While Wells said that he hasn't experimented with the available online calculators very much and "can't vouch for their accuracy," he believes that it's a "cool way for people to understand their data in more detail," and that "getting more people involved in the scientific process is definitely a good thing."

In fact, he said that NatGeo is "excited about the citizen science possibilities" for its array-based Geno 2.0 service, and intends to "build additional functionality" to facilitate greater interaction. "You just need to explain the limitations of the analyses so people don't draw erroneous conclusions," he said.

Catherine Afarian, a spokesperson for 23andMe, said that the Mountain View, Calif.-based direct-to-genetics firm "encourages citizen science" as "you never know where the next big discovery or breakthrough will come from."

Afarian told BioArray News that 23andMe has tried to be "transparent" about its methodologies so that individuals can understand its reports.

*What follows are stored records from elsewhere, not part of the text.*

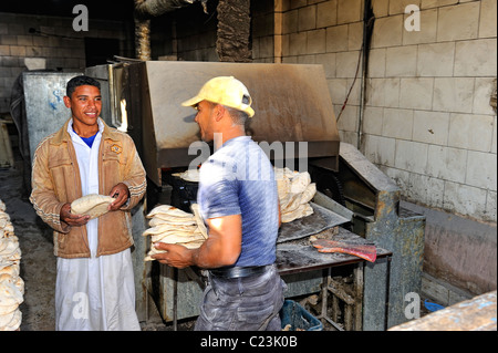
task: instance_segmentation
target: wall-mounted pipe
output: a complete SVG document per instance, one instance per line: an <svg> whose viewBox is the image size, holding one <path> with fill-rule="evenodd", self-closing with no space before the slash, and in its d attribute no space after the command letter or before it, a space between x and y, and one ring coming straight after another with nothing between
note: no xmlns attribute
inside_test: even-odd
<svg viewBox="0 0 498 353"><path fill-rule="evenodd" d="M135 14L139 18L158 17L199 0L135 0Z"/></svg>

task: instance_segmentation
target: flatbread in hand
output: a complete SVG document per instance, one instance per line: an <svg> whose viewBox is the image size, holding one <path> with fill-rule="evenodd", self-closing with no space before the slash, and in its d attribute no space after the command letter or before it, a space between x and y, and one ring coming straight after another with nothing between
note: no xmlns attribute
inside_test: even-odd
<svg viewBox="0 0 498 353"><path fill-rule="evenodd" d="M114 200L111 196L90 194L71 203L71 214L97 218L108 212L107 206Z"/></svg>

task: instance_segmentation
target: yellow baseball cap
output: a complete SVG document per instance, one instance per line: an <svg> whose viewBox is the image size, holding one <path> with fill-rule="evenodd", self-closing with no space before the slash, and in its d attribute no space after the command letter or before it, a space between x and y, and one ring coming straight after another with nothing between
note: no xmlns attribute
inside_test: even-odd
<svg viewBox="0 0 498 353"><path fill-rule="evenodd" d="M219 76L204 84L197 95L181 103L183 106L196 106L201 101L209 101L245 112L249 117L255 115L251 108L252 98L247 87L234 76Z"/></svg>

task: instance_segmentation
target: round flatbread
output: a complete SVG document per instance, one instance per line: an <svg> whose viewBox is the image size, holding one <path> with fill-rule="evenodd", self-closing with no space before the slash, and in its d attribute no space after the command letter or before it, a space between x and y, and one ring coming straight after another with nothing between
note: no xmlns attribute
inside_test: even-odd
<svg viewBox="0 0 498 353"><path fill-rule="evenodd" d="M155 216L169 216L169 217L179 217L179 218L190 218L193 214L186 212L179 208L169 205L159 205L151 210L151 212L146 216L147 218L153 218Z"/></svg>
<svg viewBox="0 0 498 353"><path fill-rule="evenodd" d="M71 214L97 218L108 212L108 205L115 199L106 195L90 194L71 203Z"/></svg>

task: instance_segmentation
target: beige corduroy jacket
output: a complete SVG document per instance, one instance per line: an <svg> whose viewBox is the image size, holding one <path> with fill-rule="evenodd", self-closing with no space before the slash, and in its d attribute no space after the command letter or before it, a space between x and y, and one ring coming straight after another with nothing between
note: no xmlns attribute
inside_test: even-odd
<svg viewBox="0 0 498 353"><path fill-rule="evenodd" d="M70 121L44 138L34 153L30 201L42 220L54 230L54 255L85 258L90 257L86 227L70 227L60 218L65 203L82 197L76 154L68 133ZM133 245L131 209L144 196L147 181L133 139L105 123L98 155L98 194L108 195L118 183L124 183L129 189L129 199L120 210L98 218L96 256L102 256L123 251Z"/></svg>

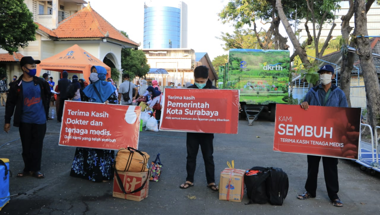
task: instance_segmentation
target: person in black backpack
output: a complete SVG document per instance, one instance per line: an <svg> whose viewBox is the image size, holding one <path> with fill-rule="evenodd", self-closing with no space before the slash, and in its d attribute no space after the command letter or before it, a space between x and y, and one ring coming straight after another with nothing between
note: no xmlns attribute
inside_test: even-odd
<svg viewBox="0 0 380 215"><path fill-rule="evenodd" d="M62 122L62 115L63 113L63 105L65 100L67 100L67 87L71 84L71 81L67 79L68 73L66 71L62 73L62 78L58 81L58 90L60 94L59 96L59 109L57 114L57 121L58 122Z"/></svg>

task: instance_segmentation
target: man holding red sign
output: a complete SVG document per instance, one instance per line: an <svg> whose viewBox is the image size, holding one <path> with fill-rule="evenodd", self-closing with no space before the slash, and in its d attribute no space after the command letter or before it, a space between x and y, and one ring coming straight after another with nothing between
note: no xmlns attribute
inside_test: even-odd
<svg viewBox="0 0 380 215"><path fill-rule="evenodd" d="M197 66L194 70L195 84L188 88L194 89L216 89L212 85L209 79L209 68L205 66ZM194 174L196 166L196 155L201 146L201 151L204 161L207 187L212 190L219 190L219 187L215 184L215 165L214 164L214 146L212 140L214 134L193 133L188 132L186 136L186 148L187 150L186 171L187 177L186 181L179 188L187 189L194 186Z"/></svg>
<svg viewBox="0 0 380 215"><path fill-rule="evenodd" d="M344 93L335 85L331 84L335 77L334 68L330 65L325 65L318 71L321 84L310 89L306 94L305 100L301 104L301 107L305 110L309 105L328 106L331 107L348 107L347 100ZM348 123L349 124L349 123ZM350 126L348 129L355 130ZM346 138L349 138L347 136ZM342 138L343 139L343 138ZM345 144L344 148L349 148L350 144ZM356 146L354 146L356 147ZM354 151L347 150L345 153ZM355 155L352 155L354 157ZM345 156L346 157L346 156ZM325 180L329 197L334 206L342 207L343 204L338 196L339 183L338 181L338 158L327 157L322 157L323 164ZM305 185L306 191L299 195L297 198L306 199L314 198L316 196L317 178L321 156L307 155L307 179Z"/></svg>

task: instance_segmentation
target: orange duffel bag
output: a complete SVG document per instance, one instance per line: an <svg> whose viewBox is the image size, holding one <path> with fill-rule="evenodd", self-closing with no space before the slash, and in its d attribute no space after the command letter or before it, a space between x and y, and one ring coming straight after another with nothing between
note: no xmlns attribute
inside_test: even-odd
<svg viewBox="0 0 380 215"><path fill-rule="evenodd" d="M115 158L114 168L119 171L139 172L147 172L149 156L146 152L131 147L120 149Z"/></svg>

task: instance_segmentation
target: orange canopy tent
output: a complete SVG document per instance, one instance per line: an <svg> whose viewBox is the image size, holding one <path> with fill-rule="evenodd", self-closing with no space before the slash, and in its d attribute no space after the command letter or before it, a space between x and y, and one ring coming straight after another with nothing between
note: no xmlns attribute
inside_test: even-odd
<svg viewBox="0 0 380 215"><path fill-rule="evenodd" d="M61 73L66 71L68 73L82 73L84 79L88 81L93 66L103 66L107 70L106 79L111 77L111 68L109 66L76 44L52 57L41 60L40 64L37 65L36 75L40 76L41 70Z"/></svg>

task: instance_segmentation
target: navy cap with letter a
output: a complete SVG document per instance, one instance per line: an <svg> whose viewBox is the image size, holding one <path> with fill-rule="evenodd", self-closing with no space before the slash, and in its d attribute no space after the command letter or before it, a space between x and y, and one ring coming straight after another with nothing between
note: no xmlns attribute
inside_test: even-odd
<svg viewBox="0 0 380 215"><path fill-rule="evenodd" d="M322 71L328 71L329 72L331 72L331 74L334 74L334 67L333 67L331 65L326 64L324 66L322 66L319 69L319 70L318 70L318 71L317 72L318 73L320 73Z"/></svg>
<svg viewBox="0 0 380 215"><path fill-rule="evenodd" d="M38 64L41 62L41 60L35 60L32 57L27 56L22 57L22 58L20 60L20 65L22 66L25 64L33 64L33 63Z"/></svg>

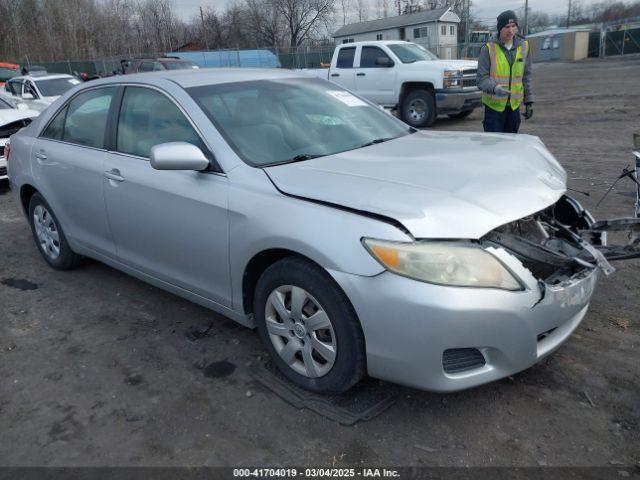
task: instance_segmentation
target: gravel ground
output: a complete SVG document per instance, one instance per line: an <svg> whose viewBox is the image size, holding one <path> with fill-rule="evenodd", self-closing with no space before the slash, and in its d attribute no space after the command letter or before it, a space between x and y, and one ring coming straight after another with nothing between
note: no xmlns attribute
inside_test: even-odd
<svg viewBox="0 0 640 480"><path fill-rule="evenodd" d="M632 160L640 58L534 75L522 133L542 138L593 208ZM436 128L481 130L481 117ZM632 194L625 180L594 215L631 215ZM540 364L456 394L401 388L382 415L346 427L252 380L264 356L254 332L96 262L48 268L6 192L0 252L0 465L640 465L637 260L615 265Z"/></svg>

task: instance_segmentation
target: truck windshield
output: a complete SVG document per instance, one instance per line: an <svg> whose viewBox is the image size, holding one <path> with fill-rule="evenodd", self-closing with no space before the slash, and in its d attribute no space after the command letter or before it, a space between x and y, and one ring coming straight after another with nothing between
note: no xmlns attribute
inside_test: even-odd
<svg viewBox="0 0 640 480"><path fill-rule="evenodd" d="M373 145L413 130L321 79L290 78L188 88L248 164L304 161Z"/></svg>
<svg viewBox="0 0 640 480"><path fill-rule="evenodd" d="M38 89L43 97L55 97L80 83L76 78L50 78L48 80L37 80Z"/></svg>
<svg viewBox="0 0 640 480"><path fill-rule="evenodd" d="M387 45L387 47L395 53L396 57L398 57L402 63L438 60L438 57L429 50L415 43L395 43Z"/></svg>

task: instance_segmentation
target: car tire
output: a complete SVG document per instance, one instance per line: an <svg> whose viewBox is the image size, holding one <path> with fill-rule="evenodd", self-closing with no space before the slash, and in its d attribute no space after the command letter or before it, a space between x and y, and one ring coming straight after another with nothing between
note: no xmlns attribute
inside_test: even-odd
<svg viewBox="0 0 640 480"><path fill-rule="evenodd" d="M83 257L71 250L60 222L39 193L29 201L29 225L40 255L51 267L70 270L82 263Z"/></svg>
<svg viewBox="0 0 640 480"><path fill-rule="evenodd" d="M450 113L449 118L453 118L453 119L467 118L472 113L473 113L473 110L465 110L464 112Z"/></svg>
<svg viewBox="0 0 640 480"><path fill-rule="evenodd" d="M415 128L430 127L438 113L433 93L428 90L414 90L402 100L402 120Z"/></svg>
<svg viewBox="0 0 640 480"><path fill-rule="evenodd" d="M313 262L292 256L267 268L253 311L274 363L296 385L337 394L365 375L364 335L353 306Z"/></svg>

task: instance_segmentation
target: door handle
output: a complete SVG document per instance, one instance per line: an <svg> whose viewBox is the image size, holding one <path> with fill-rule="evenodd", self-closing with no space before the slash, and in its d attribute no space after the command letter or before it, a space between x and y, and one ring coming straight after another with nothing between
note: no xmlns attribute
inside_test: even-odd
<svg viewBox="0 0 640 480"><path fill-rule="evenodd" d="M104 172L104 176L109 180L113 180L114 182L124 182L124 177L120 175L120 170L115 168L108 172Z"/></svg>

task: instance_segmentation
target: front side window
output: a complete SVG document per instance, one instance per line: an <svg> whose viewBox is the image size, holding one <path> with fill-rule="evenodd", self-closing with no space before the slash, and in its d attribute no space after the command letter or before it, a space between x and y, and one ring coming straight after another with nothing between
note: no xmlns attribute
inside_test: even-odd
<svg viewBox="0 0 640 480"><path fill-rule="evenodd" d="M206 150L187 118L166 95L150 88L127 87L118 120L117 151L148 158L151 147L167 142L188 142Z"/></svg>
<svg viewBox="0 0 640 480"><path fill-rule="evenodd" d="M356 47L342 48L338 52L337 68L353 68L353 59L356 56Z"/></svg>
<svg viewBox="0 0 640 480"><path fill-rule="evenodd" d="M414 63L438 59L438 57L429 50L421 47L420 45L416 45L415 43L393 43L391 45L387 45L387 47L389 47L389 49L402 63Z"/></svg>
<svg viewBox="0 0 640 480"><path fill-rule="evenodd" d="M33 98L38 98L38 93L36 92L36 89L31 82L24 82L23 93L30 93L31 95L33 95Z"/></svg>
<svg viewBox="0 0 640 480"><path fill-rule="evenodd" d="M107 117L115 92L116 87L98 88L71 100L62 140L86 147L104 148Z"/></svg>
<svg viewBox="0 0 640 480"><path fill-rule="evenodd" d="M14 82L8 82L6 86L6 90L12 95L22 95L22 82L16 80Z"/></svg>
<svg viewBox="0 0 640 480"><path fill-rule="evenodd" d="M42 137L50 138L52 140L62 140L62 132L64 131L64 120L67 116L67 107L64 107L58 112L53 120L49 123L49 126L42 132Z"/></svg>
<svg viewBox="0 0 640 480"><path fill-rule="evenodd" d="M382 65L378 65L376 63L378 58L387 58L391 60L381 48L362 47L362 53L360 54L360 68L382 68Z"/></svg>
<svg viewBox="0 0 640 480"><path fill-rule="evenodd" d="M410 133L407 125L320 79L222 83L188 88L248 164L333 155Z"/></svg>
<svg viewBox="0 0 640 480"><path fill-rule="evenodd" d="M37 80L36 83L43 97L57 97L76 85L79 85L81 82L77 78L65 77Z"/></svg>
<svg viewBox="0 0 640 480"><path fill-rule="evenodd" d="M20 70L0 67L0 82L6 82L10 78L17 77L19 75L20 75Z"/></svg>

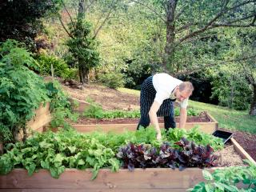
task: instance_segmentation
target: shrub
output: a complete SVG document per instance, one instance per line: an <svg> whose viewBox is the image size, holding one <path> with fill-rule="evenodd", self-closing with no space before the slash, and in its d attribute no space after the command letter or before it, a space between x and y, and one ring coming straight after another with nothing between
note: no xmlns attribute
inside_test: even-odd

For its Ancestry Composition feature, she said the firm believes it has created "new technical standards" for ancestry analysis.

Like Wells, she said that 23andMe "hasn't evaluated every online tool out there and it's likely the quality of these tools ranges widely."

Still, the company is hoping to support those interested in their ancestry who would like to reanalyze their own array data. Afarian noted that 23andMe recently opened its application programming interface with the hope that "more people will build fun and fascinating new tools that help people explore and better understand their own DNA."

And Bennett Greenspan, CEO of Family Tree DNA, was similarly encouraging of customers analyzing their own data.

"The genie is out of the bottle," Greenspan told BioArray News. "These citizen scientists are smart, they don't have an agenda, and I think this is going to be a broader and broader trend," he said. Greenspan said that his "only caveat" is that those who choose to analyze their own data using independent tools "need to understand that interpretation based on different algorithms will be slightly different."

Family Tree DNA's parent company Gene By Gene did begin offering exome sequencing services via another subsidiary called DNA DTC last year. While Greenspan said that individuals analyzing their own exome data will "undoubtedly" occur in the future, the company has not yet received any orders for their exome sequencing data connected to an interest in genetic genealogy. He also noted that DNA DTC does not offer biogeographical ancestry analysis using exome sequencing data.